Alan Clews has led a family buy-out of Blackburn's CCM Motorcycles from the receivers and plans to resume trading from his home town of Bolton.

Michaela Fogarty, wife of Blackburn's former World Superbike champion Carl, was among investors who lost out in July when the banks pulled the plug on the company, which employed around 50 people at its Shadsworth headquarters.

CCM will be retaining links with East Lancs by locating its spare parts operation in Darwen, which it hopes will be up and running in the next few weeks.

Alan's son Austin said the rent being demanded for its old factory at Shadsworth was just too expensive to enable CCM to keep production of its award-winning bikes in Blackburn.

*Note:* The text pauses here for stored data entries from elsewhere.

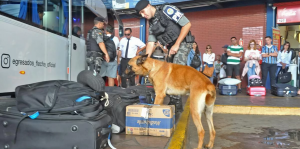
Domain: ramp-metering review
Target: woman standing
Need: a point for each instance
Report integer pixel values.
(283, 59)
(193, 52)
(208, 59)
(252, 58)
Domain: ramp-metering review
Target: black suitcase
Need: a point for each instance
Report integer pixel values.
(147, 93)
(284, 90)
(52, 131)
(118, 100)
(228, 90)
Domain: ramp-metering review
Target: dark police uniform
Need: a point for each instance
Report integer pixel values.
(165, 27)
(94, 37)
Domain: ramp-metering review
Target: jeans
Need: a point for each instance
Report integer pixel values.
(279, 68)
(271, 68)
(251, 71)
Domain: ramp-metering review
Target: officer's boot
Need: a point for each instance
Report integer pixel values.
(177, 101)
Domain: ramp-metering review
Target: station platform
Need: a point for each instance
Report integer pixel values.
(241, 122)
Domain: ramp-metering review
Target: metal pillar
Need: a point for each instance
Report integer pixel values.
(82, 18)
(70, 38)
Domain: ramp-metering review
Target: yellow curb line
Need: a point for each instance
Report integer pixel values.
(256, 110)
(178, 138)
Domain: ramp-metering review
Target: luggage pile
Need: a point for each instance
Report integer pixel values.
(228, 86)
(48, 112)
(45, 113)
(282, 88)
(256, 87)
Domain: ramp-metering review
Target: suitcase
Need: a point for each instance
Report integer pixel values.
(256, 91)
(284, 90)
(52, 131)
(118, 100)
(230, 90)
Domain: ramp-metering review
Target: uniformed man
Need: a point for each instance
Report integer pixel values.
(95, 45)
(170, 27)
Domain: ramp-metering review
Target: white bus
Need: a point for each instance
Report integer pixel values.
(34, 41)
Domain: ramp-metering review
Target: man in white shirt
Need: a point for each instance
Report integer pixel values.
(109, 69)
(128, 48)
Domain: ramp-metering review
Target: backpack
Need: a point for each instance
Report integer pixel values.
(293, 54)
(255, 82)
(58, 97)
(196, 62)
(224, 58)
(110, 47)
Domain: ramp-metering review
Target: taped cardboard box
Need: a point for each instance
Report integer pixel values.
(154, 120)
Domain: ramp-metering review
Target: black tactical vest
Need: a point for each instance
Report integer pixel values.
(92, 43)
(164, 29)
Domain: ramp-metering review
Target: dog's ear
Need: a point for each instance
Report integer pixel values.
(141, 59)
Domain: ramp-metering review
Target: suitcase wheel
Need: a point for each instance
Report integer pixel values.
(229, 93)
(103, 144)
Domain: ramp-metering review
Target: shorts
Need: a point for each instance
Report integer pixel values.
(109, 69)
(233, 68)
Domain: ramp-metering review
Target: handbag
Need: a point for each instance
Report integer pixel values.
(284, 77)
(196, 62)
(208, 71)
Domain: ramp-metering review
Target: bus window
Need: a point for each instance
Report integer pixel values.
(52, 16)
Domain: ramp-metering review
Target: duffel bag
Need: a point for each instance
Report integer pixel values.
(58, 97)
(52, 131)
(284, 77)
(255, 82)
(118, 100)
(284, 90)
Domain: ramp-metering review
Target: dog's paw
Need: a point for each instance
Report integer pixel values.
(206, 147)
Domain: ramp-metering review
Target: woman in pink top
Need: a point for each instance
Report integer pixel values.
(252, 58)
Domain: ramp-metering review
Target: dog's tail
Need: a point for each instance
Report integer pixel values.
(211, 95)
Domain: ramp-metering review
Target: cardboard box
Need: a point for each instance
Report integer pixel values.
(149, 119)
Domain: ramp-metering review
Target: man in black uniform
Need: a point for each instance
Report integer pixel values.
(170, 27)
(95, 44)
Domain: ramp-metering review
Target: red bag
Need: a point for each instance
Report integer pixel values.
(256, 91)
(261, 57)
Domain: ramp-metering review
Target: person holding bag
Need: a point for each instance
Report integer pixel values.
(283, 60)
(252, 58)
(194, 57)
(208, 60)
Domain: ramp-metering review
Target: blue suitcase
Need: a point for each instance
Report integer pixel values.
(230, 90)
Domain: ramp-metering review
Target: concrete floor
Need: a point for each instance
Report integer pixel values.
(233, 131)
(249, 132)
(268, 100)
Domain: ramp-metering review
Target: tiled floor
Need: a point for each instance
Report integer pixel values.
(268, 100)
(249, 132)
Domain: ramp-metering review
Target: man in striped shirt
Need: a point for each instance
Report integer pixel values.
(269, 62)
(234, 53)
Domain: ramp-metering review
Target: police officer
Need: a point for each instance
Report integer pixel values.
(170, 27)
(95, 44)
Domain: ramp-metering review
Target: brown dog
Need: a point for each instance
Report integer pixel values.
(174, 79)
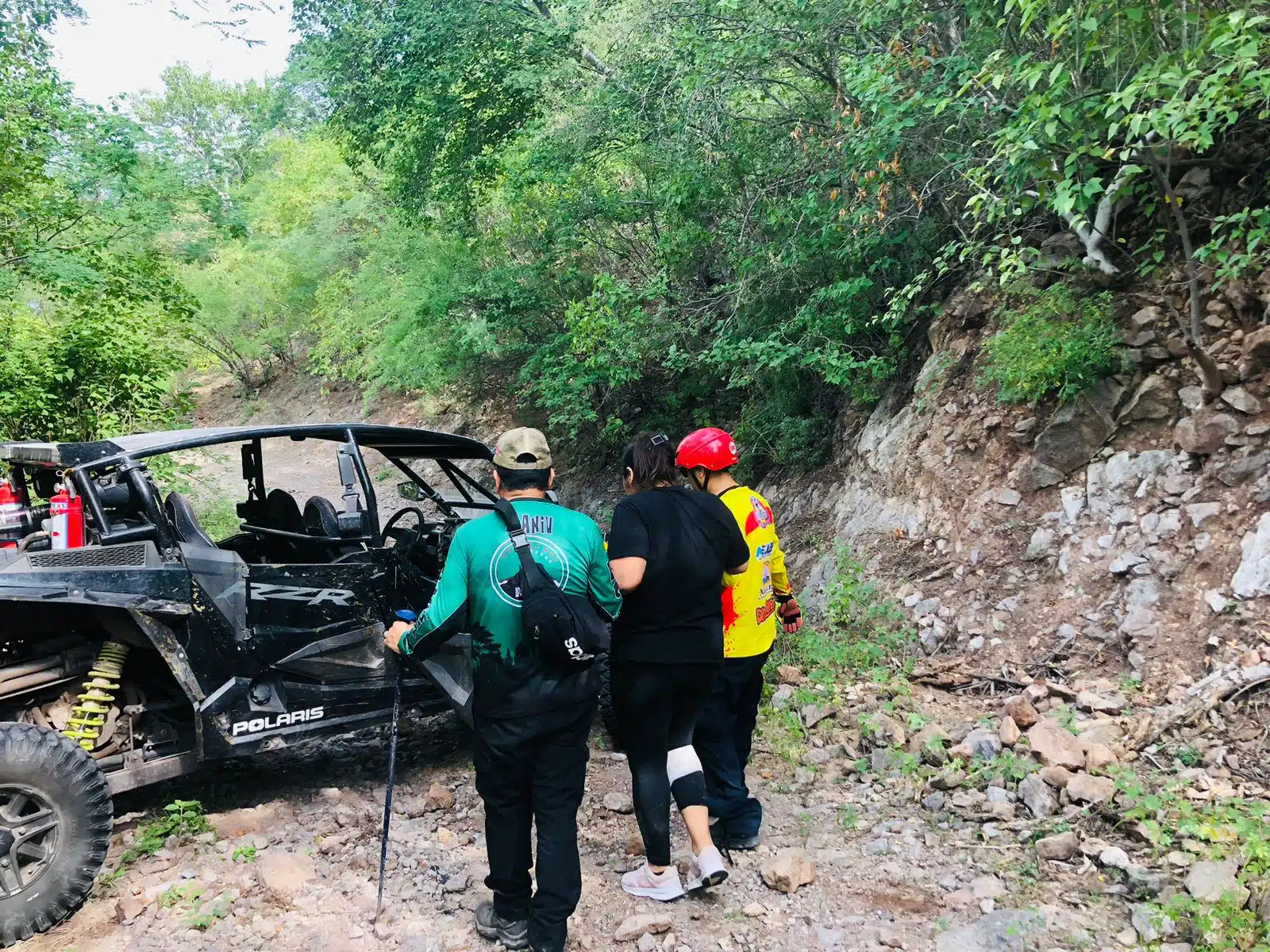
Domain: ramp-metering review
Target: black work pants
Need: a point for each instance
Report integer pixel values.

"We'll build the company step-by-step and make CCM big, but do it slowly," he said. "We can't run the company like it was before - the overheads were too high. Relaunching CCM is a challenge, but it's something we have done before and I am sure we can do it again."

CCM - Clews Competition Machines - has had a chequered history since it was first set up by Alan in Bolton in 1971.

While its bikes have won industry plaudits over the past 20 years, it has lurched from one cash crisis to another after it relocated to Shadsworth in the late 1970s.

Alan sold the business to engineering company Armstrong in 1980 and bought it back seven years later. In 1998, a new management team took over and attracted more than £10million of investment.

CCM launched its 400 series last year to critical acclaim and had planned to increase annual production to 5,000 bikes.

But in July, the management announced CCM would be closing, blaming the decision "intense foreign competition" and the failure to attract any additional funding.